Multiple sclerosis (Houndmills, Basingstoke, England) 2015 02 0621(12) 1575-82 doi 10.1177/1352458514567726
This study examined the influence of processing speed (PS) on benefit from treatment with the modified Story Memory Technique(©) (mSMT), a behavioral intervention shown to improve new learning and memory in multiple sclerosis (MS).
This double-blind, placebo-controlled, randomized clinical trial included 85 participants with clinically definite MS, 45 assigned to the treatment group and 40 to the placebo-control group. Participants completed baseline and follow-up neuropsychological assessment. The present study represents a post-hoc analysis to examine the role of PS on treatment efficacy.
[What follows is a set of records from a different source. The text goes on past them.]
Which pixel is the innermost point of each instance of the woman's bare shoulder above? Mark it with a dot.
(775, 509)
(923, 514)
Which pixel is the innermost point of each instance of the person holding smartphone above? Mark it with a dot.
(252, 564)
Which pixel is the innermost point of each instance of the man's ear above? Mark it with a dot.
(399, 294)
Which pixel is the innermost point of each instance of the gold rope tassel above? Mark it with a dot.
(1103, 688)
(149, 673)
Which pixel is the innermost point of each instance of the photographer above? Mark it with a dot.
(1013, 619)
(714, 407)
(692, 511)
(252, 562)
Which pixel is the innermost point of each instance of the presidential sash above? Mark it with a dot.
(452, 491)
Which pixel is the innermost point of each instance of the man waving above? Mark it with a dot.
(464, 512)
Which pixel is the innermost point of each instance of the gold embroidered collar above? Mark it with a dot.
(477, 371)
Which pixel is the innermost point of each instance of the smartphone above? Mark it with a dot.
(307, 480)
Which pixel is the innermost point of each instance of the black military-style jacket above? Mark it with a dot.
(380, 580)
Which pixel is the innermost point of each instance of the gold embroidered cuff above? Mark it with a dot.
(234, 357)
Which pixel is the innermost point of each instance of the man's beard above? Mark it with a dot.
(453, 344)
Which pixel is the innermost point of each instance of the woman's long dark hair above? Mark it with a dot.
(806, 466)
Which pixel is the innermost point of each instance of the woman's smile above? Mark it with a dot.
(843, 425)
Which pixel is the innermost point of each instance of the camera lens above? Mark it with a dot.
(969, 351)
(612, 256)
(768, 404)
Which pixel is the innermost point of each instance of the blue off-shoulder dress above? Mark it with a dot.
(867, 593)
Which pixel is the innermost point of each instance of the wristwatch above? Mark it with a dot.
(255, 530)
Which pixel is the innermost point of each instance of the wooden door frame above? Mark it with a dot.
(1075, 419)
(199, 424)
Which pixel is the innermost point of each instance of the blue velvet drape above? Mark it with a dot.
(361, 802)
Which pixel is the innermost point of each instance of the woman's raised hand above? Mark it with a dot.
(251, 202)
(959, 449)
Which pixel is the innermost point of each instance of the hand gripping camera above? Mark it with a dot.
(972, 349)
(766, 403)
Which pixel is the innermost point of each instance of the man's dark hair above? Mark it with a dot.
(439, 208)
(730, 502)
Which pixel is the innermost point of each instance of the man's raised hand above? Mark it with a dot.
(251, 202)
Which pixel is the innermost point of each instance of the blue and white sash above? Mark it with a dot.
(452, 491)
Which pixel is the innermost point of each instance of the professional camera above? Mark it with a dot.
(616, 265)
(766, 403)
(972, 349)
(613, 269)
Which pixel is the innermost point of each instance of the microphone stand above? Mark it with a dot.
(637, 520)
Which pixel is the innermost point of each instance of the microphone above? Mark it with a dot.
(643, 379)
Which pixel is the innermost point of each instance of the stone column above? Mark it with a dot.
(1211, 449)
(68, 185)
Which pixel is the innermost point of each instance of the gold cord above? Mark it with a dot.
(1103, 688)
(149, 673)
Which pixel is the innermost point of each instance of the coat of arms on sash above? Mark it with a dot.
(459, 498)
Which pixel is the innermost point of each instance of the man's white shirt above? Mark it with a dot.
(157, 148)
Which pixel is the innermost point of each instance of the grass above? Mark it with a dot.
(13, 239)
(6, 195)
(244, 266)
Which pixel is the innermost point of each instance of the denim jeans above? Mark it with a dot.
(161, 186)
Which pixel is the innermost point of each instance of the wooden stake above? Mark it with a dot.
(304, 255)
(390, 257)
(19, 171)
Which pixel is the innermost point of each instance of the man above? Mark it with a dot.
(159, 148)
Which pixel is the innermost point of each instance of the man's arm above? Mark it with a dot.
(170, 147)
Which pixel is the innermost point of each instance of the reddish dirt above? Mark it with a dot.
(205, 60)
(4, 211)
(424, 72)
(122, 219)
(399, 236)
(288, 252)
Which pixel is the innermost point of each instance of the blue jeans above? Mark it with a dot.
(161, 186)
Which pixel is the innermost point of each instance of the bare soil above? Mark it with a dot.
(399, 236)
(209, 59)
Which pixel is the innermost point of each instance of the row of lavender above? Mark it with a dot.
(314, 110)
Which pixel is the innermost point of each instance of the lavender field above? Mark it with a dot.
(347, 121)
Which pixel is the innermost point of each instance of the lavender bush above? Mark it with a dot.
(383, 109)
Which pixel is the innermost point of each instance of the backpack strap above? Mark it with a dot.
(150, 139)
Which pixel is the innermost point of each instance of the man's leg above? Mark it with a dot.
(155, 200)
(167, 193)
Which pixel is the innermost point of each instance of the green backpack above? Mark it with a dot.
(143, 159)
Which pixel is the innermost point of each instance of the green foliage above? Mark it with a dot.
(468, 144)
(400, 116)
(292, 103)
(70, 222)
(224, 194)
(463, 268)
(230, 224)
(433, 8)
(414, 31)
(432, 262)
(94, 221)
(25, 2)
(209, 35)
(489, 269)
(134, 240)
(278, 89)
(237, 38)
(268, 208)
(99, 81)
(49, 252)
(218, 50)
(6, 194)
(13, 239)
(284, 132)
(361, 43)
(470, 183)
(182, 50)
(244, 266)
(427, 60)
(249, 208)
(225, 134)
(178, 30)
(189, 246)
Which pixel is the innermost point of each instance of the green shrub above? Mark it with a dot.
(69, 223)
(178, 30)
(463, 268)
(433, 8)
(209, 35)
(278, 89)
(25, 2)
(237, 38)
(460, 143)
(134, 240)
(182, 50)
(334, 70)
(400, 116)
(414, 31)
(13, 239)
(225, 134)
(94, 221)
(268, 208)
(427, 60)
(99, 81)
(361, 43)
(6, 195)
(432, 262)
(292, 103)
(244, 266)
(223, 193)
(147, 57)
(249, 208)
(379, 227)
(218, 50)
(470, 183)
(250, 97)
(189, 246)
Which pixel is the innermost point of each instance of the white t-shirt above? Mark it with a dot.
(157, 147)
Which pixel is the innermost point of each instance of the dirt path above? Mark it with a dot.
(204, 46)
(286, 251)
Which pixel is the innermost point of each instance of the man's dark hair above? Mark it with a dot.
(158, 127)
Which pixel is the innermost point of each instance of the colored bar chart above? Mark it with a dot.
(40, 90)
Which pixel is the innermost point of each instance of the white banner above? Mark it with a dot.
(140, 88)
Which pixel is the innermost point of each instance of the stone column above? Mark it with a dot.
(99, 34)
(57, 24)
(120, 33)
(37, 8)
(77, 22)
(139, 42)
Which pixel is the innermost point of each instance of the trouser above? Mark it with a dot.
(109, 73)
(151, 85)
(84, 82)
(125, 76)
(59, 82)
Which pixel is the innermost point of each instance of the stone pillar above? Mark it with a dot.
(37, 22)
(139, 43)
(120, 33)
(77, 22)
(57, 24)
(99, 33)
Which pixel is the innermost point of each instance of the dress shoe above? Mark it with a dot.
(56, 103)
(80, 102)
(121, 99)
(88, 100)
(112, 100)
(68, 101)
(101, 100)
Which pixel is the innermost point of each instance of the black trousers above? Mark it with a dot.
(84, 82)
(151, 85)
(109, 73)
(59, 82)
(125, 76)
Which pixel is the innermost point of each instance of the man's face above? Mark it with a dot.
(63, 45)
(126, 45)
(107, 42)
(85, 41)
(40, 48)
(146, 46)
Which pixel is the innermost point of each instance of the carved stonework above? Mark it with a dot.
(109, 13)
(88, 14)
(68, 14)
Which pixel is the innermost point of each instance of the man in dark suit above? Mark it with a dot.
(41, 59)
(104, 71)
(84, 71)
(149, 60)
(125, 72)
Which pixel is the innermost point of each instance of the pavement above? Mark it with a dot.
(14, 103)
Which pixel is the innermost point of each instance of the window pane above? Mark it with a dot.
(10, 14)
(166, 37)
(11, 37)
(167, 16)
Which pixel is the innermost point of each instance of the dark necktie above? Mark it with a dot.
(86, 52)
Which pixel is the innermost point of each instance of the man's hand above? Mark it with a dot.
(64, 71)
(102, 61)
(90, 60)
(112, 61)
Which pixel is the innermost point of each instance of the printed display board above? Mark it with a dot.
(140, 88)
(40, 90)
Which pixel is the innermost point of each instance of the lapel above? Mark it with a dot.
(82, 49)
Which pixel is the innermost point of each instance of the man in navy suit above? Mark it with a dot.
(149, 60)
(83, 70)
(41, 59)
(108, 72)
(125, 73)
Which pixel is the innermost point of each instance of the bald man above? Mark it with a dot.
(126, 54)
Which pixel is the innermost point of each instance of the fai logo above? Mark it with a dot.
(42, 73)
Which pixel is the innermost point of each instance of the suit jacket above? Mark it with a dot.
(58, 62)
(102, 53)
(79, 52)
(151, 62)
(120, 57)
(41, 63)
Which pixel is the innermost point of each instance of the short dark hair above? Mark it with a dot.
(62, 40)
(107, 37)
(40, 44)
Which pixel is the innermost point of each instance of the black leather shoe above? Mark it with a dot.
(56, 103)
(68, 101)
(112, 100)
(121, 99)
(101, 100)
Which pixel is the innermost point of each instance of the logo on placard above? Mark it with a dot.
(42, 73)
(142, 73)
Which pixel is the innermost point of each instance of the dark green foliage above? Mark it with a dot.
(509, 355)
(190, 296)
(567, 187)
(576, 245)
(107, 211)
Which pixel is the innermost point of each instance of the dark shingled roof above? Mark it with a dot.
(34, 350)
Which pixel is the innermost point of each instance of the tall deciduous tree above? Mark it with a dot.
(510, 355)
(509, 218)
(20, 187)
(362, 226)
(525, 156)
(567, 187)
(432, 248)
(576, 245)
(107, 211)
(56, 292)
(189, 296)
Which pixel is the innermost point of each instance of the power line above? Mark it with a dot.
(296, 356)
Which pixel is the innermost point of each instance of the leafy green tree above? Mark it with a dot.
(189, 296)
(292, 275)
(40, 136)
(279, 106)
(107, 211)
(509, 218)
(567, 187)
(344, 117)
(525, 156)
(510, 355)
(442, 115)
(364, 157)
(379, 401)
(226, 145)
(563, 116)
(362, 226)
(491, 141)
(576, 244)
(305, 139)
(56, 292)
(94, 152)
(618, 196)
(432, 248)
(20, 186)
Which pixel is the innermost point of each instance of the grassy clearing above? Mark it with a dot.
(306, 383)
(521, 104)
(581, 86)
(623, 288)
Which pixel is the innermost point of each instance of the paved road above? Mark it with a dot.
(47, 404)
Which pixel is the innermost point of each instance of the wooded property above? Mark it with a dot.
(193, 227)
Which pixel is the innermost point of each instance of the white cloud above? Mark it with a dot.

The treatment group showed a significantly improved CVLT learning slope relative to the placebo group post-treatment, after co-varying PS performance. SDMT performance was a significant predictor of benefit from mSMT treatment, beyond group assignment. Post-hoc analysis indicated a significant correlation between the SDMT and overall cognition, indicating that the SDMT may be serving as a proxy for overall cognitive impairment.
Performance on measures of cognitive dysfunction aside from learning and memory impact the benefit of mSMT treatment. While the current study focused on PS as a critical factor, PS may be serving as a marker for generalized cognitive dysfunction. Implications for cognitive rehabilitation in MS are discussed.